Только тут он заметил, что разговор оборвался. Парни насторожено глядели в сторону входа. Там, в залитом светом солнечного дня проеме, стоял воин Авдей. Не торопясь опускать полог, он провел по воздуху длиннопалой ладонью, будто разгоняя, прежде никому не мешавший, чад от жаровни.
— Насмердели! — Не удовольствовавшись результатом и оставив вход открытым, прошествовал вглубь шатра. Рядом с парнями задержался. Будучи очень рослым, он, из-за последствий давнего увечья все время сутулился. От этого, казалось что, его беловолосая голова, с вызовом бычится в сторону любого, кому он повстречался. Словно утес, нависнув над притихшими юнцами, он едва не касался их макушек своей длинной и ухоженной бородой. Бросил на парней взгляд синих глаз из-под сдвинутых бровей и обычно хмурое выражение его лица, сделалось неприязненным. Рокочуще обронил.
— Чего тут расселись?
— Что это ты? — Сохраняя радушие, поинтересовался Векша. — Вишь, парни с дороги. Устали, продрогли. Пущай обогреются!
Авдей на него даже не глянул.
— Коней обиходили? Сброю проверили? — Пройдя к своему лежаку, он стал разоблачаться. Тем временем юнцы в спешке удалились. Векша, после их ухода, сразу же утратил всю доброжелательность. Кутаясь в овчину, заменявшую ему одеяло, он недружелюбно смотрел в затылок Авдея. Тот, освободившись от брони, разместил ее и оружие между лежаком и тканью шатра. Верхнюю рубаху из грубой шерсти, аккуратно уложил в чистый холщовый мешок и пристроил его в изголовье. При этом он неодобрительно глянул на гору Векшиных подушек. Тот перехватил этот взгляд и более сдерживаться не стал.
— Ты чего на меня рожу-то кривишь? Не по нутру я тебе, или что? Так ты скажи мне! А то вон юноту прогнал на мороз!
Авдей, занятый своей одеждой, отвечал даже не соизволив посмотреть в его сторону.
— А ты чего их привечаешь? — Голос его звучал все также тяжело, но уже без того свирепого рыка. — В этом шатре им рано мед пить! Тут воинам-то не всем наливают!
Векша, усевшись на постели, какое-то время смотрел на него волком. Затем, видимо обуздав гнев, заговорил без прежней враждебности.
— Это мои гости. Я их сам позвал. Чем захочу, тем и попотчую.
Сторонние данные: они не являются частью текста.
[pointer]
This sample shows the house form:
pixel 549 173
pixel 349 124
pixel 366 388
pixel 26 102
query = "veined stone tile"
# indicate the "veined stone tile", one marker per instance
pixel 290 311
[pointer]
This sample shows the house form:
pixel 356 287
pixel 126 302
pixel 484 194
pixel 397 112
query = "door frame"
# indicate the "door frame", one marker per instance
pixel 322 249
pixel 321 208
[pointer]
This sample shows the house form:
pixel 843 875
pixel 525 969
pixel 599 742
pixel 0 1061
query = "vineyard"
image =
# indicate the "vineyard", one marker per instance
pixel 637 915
Авдей на это пожал плечами, не затруднив себя ответом. Поверх нижней рубахи из тонкого льна, он уже одел чистую верхнюю. Сшитую из тонкого сукна и судя по виду очень дорогую. Красного цвета с ярким отливом, рубаха по шейному вырезу, была расшита очень искусной и причудливой вышивкой. Жиляте, когда он к ней присматривался, чудились свившиеся в попытке сожрать друг друга змеи. Авдей хвастался, что рубаху ему сшили в Новгороде из ткани, привезенной от заморских латинян.
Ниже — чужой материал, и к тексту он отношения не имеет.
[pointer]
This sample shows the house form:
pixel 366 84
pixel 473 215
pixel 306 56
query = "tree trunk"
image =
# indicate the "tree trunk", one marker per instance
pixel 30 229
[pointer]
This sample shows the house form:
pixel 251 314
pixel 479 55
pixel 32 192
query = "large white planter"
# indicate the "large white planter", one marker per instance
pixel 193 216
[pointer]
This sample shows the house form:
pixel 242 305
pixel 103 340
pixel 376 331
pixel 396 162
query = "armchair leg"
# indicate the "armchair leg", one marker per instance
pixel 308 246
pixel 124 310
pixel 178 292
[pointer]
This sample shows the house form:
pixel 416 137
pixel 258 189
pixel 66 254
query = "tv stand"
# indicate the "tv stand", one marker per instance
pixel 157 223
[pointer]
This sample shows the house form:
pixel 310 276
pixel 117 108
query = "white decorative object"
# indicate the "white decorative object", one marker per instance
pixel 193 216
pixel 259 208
«Это куда он так наряжается?» — Подумал, глядя на сборы Авдея. — «Может быть, Векша поинтересуется?»
Но Векша сохранял сердитое молчание.
Авдей, тем временем, прицепил к украшенному серебряной чеканкой поясу, отделанные серебром ножны длинного боевого ножа с посеребренной рукоятью.
«Да он и к Путиславу вот так не наряжался! Куда же это Авдюха наладился?» — На Векшу надежды не было, и Жилята понял, что пора ему «проснуться».
— А что у нас так холодно? — Вопросил он, глядя на воинов. Те почти разом к нему обернулись.
— Жилята очнулся! — Просветлел Векша. — Вот радость-то, какая! Надо пойти и Лавру сказать.
— Здрав будь! — Авдей приветствовал более сдержано, при этом застегивая на себе кожух.
— А что это у нас полог-то так задран? Авдюха, ты что ли? Живо закрой!
Тот наконец-то закончив с одеждой, ответил, добавив в голос металла.